PR: Can you tell me a little more about MSHR and its relation to your existing body of works?

BM: MSHR is the collective name for my ongoing collaborative practice with Birch Cooper. The collective began in 2011 as an offshoot from the larger art collective Oregon Painting Society. We work at the intersection of digital sculpture, analog circuitry and ceremonial performance. Our physical projects have largely revolved around analog light-audio feedback systems built from macro-arrangements of our sculptural synthesizers. Our performances enact these systems with a ritual structure. On the virtual side, we weave computer generated portraits of inter-dimensional entities that reflect our sonic shapes. MSHR’s work, Birch’s work and my work are like celtic knots that feed each other. Creative collaboration is such a gift because it creates a doorway to a meta-mind more complex than either of our own.

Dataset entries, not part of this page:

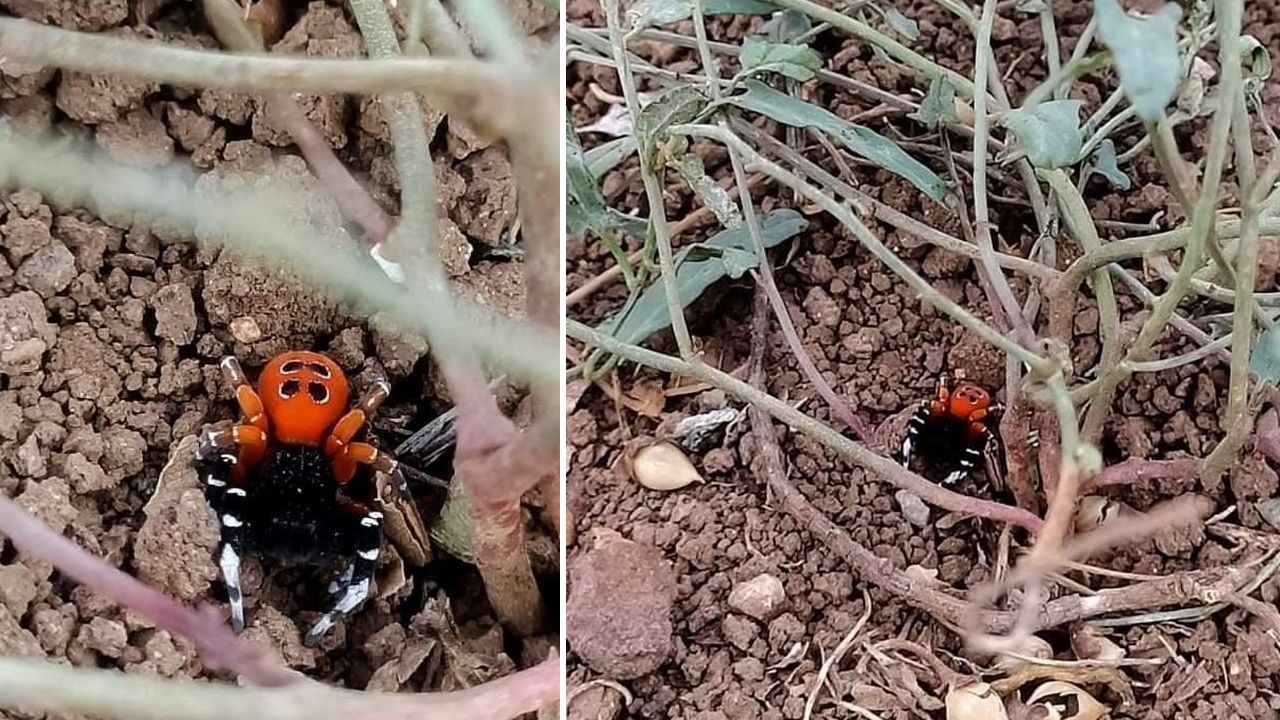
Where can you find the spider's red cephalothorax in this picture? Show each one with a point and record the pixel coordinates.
(952, 422)
(297, 454)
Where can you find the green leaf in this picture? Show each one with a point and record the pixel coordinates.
(585, 208)
(698, 268)
(673, 106)
(1104, 163)
(666, 12)
(903, 24)
(859, 140)
(608, 155)
(785, 26)
(1265, 361)
(1144, 51)
(709, 191)
(658, 13)
(938, 105)
(792, 60)
(1050, 132)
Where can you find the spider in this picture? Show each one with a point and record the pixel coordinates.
(287, 481)
(954, 422)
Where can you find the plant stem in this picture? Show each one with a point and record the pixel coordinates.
(1004, 300)
(895, 49)
(41, 686)
(462, 82)
(1237, 420)
(928, 294)
(853, 451)
(653, 187)
(839, 408)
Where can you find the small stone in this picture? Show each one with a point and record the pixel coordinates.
(18, 587)
(760, 597)
(176, 314)
(739, 632)
(245, 329)
(620, 604)
(49, 270)
(914, 509)
(86, 475)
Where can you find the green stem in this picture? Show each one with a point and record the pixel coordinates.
(661, 233)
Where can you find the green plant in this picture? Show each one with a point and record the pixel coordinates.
(1054, 153)
(511, 95)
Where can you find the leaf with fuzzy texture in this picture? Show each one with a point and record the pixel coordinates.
(1050, 132)
(859, 140)
(1144, 51)
(791, 60)
(1265, 361)
(728, 254)
(938, 105)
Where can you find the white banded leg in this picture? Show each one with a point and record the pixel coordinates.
(355, 586)
(969, 459)
(229, 504)
(913, 432)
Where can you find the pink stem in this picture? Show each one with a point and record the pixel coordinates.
(216, 642)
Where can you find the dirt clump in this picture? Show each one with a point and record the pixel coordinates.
(620, 606)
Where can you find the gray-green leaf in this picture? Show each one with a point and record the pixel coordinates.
(585, 208)
(1050, 132)
(903, 24)
(1104, 163)
(859, 140)
(1144, 51)
(667, 12)
(698, 267)
(608, 155)
(792, 60)
(709, 191)
(676, 105)
(938, 105)
(1265, 361)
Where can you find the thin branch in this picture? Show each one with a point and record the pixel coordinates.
(853, 451)
(45, 687)
(839, 408)
(218, 645)
(464, 82)
(650, 176)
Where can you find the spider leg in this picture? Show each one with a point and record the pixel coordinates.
(355, 584)
(970, 456)
(229, 501)
(338, 443)
(913, 432)
(254, 428)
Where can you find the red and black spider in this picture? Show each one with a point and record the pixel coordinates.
(954, 423)
(292, 478)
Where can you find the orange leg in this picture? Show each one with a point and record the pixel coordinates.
(938, 406)
(338, 442)
(251, 434)
(250, 442)
(362, 454)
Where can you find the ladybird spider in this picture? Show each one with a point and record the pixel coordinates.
(954, 420)
(274, 478)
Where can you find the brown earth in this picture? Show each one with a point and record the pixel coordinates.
(882, 350)
(110, 336)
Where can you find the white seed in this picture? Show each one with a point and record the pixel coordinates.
(977, 701)
(1089, 643)
(663, 466)
(245, 329)
(1055, 695)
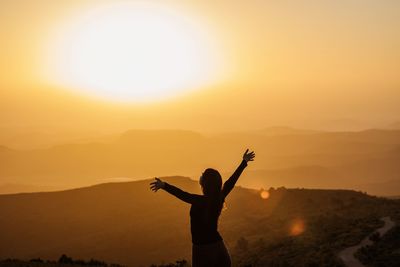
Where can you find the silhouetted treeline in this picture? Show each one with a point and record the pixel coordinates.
(64, 260)
(179, 263)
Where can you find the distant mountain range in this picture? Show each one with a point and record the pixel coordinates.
(127, 223)
(365, 160)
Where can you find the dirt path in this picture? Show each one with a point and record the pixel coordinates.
(347, 255)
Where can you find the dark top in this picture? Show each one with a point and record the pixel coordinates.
(204, 229)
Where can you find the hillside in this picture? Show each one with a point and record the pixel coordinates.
(128, 224)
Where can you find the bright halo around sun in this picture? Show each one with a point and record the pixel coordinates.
(133, 52)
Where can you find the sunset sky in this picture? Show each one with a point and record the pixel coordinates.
(224, 65)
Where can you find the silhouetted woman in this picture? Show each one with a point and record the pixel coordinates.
(208, 248)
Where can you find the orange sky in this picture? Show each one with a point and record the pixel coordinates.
(315, 64)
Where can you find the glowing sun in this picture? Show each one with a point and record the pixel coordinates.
(132, 52)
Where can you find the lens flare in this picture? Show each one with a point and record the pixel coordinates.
(297, 227)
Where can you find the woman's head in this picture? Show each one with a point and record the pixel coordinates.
(211, 182)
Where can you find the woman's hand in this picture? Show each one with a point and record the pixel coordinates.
(248, 156)
(157, 185)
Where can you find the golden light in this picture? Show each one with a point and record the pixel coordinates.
(264, 194)
(297, 227)
(133, 52)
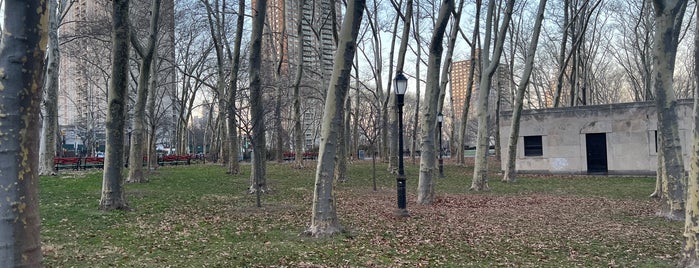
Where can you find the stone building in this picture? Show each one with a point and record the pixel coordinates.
(599, 139)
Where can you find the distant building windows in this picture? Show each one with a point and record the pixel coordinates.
(533, 146)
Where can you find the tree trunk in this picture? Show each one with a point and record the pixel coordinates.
(259, 183)
(668, 16)
(24, 37)
(113, 196)
(510, 170)
(425, 190)
(233, 146)
(139, 115)
(50, 120)
(480, 170)
(690, 256)
(324, 220)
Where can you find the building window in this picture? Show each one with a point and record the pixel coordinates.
(533, 146)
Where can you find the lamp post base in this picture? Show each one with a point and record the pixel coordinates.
(401, 213)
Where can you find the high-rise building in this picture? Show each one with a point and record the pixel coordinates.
(86, 67)
(459, 79)
(316, 45)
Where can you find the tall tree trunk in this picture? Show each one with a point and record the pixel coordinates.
(418, 62)
(298, 127)
(469, 87)
(259, 182)
(668, 17)
(139, 115)
(425, 190)
(480, 170)
(113, 196)
(233, 147)
(324, 220)
(690, 252)
(510, 170)
(24, 37)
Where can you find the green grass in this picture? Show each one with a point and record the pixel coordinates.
(197, 216)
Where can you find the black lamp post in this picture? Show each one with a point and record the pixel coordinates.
(440, 119)
(400, 85)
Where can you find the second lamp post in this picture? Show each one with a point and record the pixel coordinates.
(440, 119)
(401, 84)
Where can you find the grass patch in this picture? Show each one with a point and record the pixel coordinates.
(194, 216)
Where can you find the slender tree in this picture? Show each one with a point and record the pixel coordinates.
(233, 167)
(256, 103)
(480, 170)
(113, 196)
(139, 116)
(690, 252)
(24, 36)
(510, 171)
(425, 189)
(324, 220)
(668, 17)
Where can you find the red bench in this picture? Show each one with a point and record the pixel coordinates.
(175, 160)
(66, 163)
(93, 162)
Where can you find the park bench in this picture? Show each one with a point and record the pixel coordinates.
(66, 163)
(93, 162)
(174, 160)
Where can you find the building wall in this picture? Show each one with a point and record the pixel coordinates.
(630, 130)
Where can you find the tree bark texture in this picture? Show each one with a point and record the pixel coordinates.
(256, 102)
(50, 120)
(510, 170)
(22, 49)
(690, 256)
(232, 124)
(113, 196)
(668, 17)
(139, 115)
(324, 220)
(480, 170)
(425, 189)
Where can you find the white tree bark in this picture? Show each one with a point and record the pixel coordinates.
(113, 196)
(259, 166)
(24, 37)
(50, 118)
(510, 170)
(139, 116)
(425, 189)
(668, 17)
(480, 170)
(324, 220)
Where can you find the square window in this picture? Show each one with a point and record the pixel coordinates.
(533, 146)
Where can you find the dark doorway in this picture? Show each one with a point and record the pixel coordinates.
(596, 152)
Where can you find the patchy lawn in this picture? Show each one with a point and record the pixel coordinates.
(190, 216)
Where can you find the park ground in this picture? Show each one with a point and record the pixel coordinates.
(198, 216)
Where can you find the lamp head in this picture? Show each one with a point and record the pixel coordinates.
(400, 83)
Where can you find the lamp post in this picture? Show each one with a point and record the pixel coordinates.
(440, 119)
(400, 85)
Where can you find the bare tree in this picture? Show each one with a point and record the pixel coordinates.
(139, 117)
(425, 190)
(480, 170)
(24, 37)
(57, 11)
(324, 220)
(510, 171)
(668, 18)
(113, 195)
(256, 103)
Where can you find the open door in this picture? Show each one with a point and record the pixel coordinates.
(596, 144)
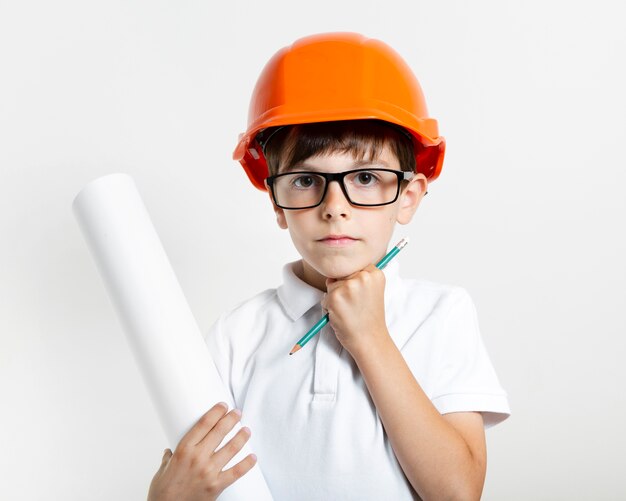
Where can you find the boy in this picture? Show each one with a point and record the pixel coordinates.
(390, 400)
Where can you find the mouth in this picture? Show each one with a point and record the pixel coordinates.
(338, 240)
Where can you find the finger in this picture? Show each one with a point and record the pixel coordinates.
(230, 449)
(204, 425)
(167, 454)
(239, 470)
(219, 431)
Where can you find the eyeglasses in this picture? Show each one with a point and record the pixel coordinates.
(361, 187)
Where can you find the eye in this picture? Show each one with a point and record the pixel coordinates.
(305, 181)
(365, 178)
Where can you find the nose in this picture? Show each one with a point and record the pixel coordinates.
(335, 203)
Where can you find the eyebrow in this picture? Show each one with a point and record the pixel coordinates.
(355, 165)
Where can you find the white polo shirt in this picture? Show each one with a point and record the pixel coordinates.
(314, 426)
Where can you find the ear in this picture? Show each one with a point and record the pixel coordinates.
(410, 198)
(280, 213)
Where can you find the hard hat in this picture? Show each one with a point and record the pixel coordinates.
(338, 76)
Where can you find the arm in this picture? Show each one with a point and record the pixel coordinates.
(443, 457)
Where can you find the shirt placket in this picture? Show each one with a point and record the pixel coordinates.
(327, 362)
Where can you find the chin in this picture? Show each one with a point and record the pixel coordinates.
(338, 268)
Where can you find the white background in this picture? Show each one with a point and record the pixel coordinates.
(528, 215)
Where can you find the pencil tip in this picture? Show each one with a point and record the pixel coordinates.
(294, 349)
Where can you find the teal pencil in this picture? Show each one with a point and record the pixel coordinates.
(324, 320)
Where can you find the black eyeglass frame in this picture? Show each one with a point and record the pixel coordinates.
(338, 176)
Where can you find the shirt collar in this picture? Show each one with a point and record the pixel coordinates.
(297, 297)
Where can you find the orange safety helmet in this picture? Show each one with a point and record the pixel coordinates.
(338, 76)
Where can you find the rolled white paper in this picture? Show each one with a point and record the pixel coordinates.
(165, 339)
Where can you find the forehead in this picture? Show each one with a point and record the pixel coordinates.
(337, 161)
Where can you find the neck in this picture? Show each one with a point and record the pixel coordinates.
(311, 276)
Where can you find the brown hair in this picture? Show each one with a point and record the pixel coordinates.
(294, 143)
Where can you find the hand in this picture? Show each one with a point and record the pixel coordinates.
(356, 308)
(194, 471)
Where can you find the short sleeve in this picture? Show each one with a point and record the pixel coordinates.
(466, 379)
(221, 353)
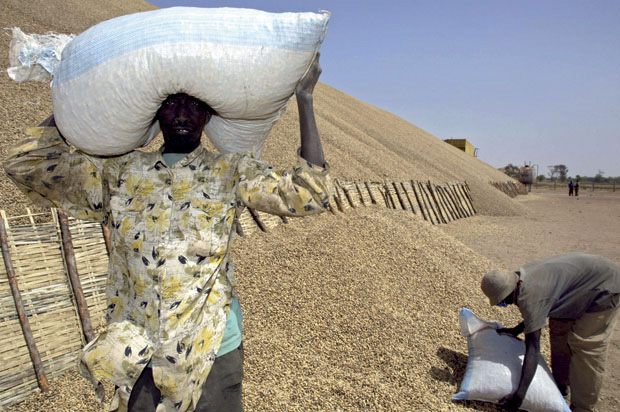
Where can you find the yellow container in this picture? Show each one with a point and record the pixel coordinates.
(462, 144)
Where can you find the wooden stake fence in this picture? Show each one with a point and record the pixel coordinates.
(510, 188)
(62, 267)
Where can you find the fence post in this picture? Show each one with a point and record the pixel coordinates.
(372, 198)
(74, 278)
(35, 357)
(256, 218)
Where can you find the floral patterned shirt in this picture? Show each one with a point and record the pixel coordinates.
(171, 279)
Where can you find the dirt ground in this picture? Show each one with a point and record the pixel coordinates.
(556, 223)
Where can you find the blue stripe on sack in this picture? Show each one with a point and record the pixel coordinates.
(122, 35)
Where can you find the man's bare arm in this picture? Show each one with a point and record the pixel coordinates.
(311, 148)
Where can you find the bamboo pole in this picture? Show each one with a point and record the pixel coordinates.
(35, 357)
(420, 201)
(389, 195)
(359, 192)
(461, 201)
(347, 195)
(455, 213)
(444, 215)
(444, 203)
(455, 207)
(239, 228)
(387, 203)
(469, 198)
(338, 199)
(431, 204)
(372, 198)
(74, 278)
(106, 239)
(400, 199)
(256, 218)
(402, 184)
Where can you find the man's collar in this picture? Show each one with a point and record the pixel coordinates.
(197, 152)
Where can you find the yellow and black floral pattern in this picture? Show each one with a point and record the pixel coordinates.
(171, 278)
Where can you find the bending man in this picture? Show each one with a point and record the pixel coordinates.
(579, 293)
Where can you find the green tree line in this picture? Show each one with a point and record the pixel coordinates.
(560, 173)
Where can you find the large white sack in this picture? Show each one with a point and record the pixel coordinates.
(244, 63)
(494, 368)
(35, 57)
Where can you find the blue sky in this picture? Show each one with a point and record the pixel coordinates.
(523, 81)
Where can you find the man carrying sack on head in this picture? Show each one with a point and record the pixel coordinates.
(173, 339)
(580, 294)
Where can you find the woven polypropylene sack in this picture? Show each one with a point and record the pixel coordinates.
(494, 368)
(244, 63)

PR: What exactly is an analog light-audio feedback system?

BM: We build analog synthesizers that can be controlled by light sensors. Making sculptures embedded with light sensors that plug into the synthesizers, they build “color organs” that take the audio output of our synthesizers and turn on groups of light bulbs according to the frequency of the sound. By placing the sculptural light sensors near the lightbulbs, a light-audio feedback system unfolds, where the sound is controlled by the light and the light is controlled by the sound. In installations, sometimes we arrange these elements into static formations which create a kind of slowly changing undulating feedback pattern.

We have also created installations with this system that are interactive. For instance, in our installation ‘Ceremonial Chamber’, the lights were inside a table with a partially transparent surface. Visitors could slide sculptural light sensors across the top of the table to shift the feedback patterns. In our performances, we insert ourselves into this system, shifting the array of sculptural light sensors and lightbulbs to modulate the feedback.